You might see a line like this in the output:

polkitd[1245]: Operator of unix-process:5678:9012 FAILED to authenticate to gain authorization for action org.freedesktop.udisks2.filesystem-mount for system-bus-name::1.234 [fedora-media-writer] (owned by unix-user:1000)

The denial is intentional. Read the next paragraph before forcing. The message confirms polkit intercepted the request and blocked it. Your user account lacks the org.freedesktop.udisks2.filesystem-mount privilege. Adding your user to the storage group or running pkexec resolves it.

Config files in /etc/ are user-modified. Files in /usr/lib/ ship with the package. Edit /etc/. Never edit /usr/lib/. If you need to override a udev rule for a specific USB controller, place it in /etc/udev/rules.d/ with a higher number than the default rules. The system merges them at boot.

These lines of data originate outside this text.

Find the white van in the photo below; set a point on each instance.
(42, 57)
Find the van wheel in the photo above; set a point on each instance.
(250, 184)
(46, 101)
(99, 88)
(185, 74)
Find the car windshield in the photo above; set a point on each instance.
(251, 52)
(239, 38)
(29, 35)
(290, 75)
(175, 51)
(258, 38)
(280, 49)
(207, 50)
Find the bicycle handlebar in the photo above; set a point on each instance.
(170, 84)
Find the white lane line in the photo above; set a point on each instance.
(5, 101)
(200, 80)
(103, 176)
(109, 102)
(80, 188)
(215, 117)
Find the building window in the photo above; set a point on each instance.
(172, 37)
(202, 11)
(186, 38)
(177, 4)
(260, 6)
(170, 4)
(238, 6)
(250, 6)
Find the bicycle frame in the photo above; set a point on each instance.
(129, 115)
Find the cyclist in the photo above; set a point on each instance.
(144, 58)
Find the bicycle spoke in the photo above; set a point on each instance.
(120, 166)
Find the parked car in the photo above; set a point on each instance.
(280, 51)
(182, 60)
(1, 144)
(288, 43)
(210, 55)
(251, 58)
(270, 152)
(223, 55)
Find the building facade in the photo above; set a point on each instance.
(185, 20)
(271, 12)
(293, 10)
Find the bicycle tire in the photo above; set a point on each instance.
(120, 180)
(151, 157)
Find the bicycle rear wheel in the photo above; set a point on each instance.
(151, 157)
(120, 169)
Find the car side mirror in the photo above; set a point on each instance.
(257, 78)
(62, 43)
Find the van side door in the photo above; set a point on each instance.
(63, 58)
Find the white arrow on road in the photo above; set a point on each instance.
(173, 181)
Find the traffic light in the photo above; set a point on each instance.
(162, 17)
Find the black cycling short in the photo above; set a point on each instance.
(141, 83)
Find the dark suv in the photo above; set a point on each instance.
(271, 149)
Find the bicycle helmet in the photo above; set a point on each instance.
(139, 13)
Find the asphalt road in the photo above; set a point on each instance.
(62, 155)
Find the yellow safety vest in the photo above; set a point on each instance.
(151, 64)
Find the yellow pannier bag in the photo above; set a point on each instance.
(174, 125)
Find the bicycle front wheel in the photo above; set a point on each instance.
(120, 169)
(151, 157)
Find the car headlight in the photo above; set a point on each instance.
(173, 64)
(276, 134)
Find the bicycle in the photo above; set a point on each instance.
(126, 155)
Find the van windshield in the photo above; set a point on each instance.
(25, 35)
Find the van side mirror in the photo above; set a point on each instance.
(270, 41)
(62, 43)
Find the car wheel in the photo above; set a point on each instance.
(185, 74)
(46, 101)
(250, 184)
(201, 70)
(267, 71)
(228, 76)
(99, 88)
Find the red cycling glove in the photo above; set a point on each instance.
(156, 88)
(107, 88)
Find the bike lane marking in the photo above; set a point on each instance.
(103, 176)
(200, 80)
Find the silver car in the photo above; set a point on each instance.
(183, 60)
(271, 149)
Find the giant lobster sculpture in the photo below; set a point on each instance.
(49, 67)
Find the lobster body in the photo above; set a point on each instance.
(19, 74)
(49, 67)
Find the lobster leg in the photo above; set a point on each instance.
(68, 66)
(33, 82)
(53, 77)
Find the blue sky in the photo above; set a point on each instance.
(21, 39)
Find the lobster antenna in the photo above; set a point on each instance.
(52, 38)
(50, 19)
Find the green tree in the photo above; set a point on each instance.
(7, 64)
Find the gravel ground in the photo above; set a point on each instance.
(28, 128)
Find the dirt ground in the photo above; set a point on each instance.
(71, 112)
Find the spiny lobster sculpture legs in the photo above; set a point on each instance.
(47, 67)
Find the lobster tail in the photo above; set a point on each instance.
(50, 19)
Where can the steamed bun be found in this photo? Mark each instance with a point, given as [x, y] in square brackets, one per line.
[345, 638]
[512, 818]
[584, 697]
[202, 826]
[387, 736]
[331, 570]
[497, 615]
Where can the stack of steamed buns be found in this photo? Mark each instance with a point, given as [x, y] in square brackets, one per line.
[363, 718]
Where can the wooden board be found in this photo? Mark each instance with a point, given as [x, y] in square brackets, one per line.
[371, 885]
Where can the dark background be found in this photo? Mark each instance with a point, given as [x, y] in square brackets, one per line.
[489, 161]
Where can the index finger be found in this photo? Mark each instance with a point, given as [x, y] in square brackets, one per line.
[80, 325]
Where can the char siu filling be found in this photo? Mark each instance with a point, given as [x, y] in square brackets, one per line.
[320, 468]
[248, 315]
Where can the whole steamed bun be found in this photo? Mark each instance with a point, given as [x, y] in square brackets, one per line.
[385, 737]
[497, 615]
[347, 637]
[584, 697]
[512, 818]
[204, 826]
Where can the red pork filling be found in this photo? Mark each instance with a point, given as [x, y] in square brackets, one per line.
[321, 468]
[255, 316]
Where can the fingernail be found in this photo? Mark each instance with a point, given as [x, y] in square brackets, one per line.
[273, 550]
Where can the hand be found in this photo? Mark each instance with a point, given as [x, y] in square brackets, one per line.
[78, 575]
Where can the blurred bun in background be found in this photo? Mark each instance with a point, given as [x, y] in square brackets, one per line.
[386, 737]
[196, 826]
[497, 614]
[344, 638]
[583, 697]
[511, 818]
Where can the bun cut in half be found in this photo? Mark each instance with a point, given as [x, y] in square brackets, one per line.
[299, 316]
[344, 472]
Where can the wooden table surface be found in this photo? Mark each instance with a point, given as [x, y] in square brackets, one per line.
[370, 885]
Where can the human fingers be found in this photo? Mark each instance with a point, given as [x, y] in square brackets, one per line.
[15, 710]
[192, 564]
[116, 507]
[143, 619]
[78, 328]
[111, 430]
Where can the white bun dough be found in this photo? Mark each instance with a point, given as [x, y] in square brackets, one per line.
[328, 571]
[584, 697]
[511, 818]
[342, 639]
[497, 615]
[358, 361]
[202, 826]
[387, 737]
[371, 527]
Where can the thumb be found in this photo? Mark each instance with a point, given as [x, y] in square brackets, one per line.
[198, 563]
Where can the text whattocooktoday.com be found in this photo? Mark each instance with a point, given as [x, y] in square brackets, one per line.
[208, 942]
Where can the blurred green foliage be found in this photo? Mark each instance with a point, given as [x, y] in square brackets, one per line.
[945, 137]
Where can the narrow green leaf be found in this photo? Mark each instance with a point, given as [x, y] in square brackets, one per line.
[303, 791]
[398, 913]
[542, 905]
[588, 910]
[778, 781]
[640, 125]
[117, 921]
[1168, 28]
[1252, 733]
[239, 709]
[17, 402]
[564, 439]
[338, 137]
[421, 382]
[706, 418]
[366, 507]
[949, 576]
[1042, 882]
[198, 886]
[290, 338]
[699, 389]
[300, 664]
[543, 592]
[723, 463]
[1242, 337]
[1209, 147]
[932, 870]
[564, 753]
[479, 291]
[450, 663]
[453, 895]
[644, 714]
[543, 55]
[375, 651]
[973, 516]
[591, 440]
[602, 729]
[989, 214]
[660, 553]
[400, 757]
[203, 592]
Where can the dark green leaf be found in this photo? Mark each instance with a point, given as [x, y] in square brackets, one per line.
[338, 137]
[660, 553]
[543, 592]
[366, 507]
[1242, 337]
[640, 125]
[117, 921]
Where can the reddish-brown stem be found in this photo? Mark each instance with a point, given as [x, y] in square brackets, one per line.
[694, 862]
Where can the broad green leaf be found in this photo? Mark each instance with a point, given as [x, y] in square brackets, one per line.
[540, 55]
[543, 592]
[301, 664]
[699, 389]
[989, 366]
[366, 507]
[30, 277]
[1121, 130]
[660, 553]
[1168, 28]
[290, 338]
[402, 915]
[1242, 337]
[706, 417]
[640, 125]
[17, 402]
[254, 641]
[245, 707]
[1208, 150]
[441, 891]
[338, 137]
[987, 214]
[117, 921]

Run journalctl first. Read the actual error before guessing.

When to use this vs alternatives

Use Fedora Media Writer when you want a verified, checksum-checked installation medium with zero manual configuration. Use dd when you are writing a raw disk image or a non-Fedora ISO that requires exact sector mapping. Use Ventoy when you need to carry multiple ISOs on a single drive and boot them from a menu. Use GNOME Disks when you only need to format a drive or create a simple partition layout. Stay on the upstream Media Writer if you only deviate from the defaults occasionally.

Snapshot the system before the upgrade. Future-you will thank you.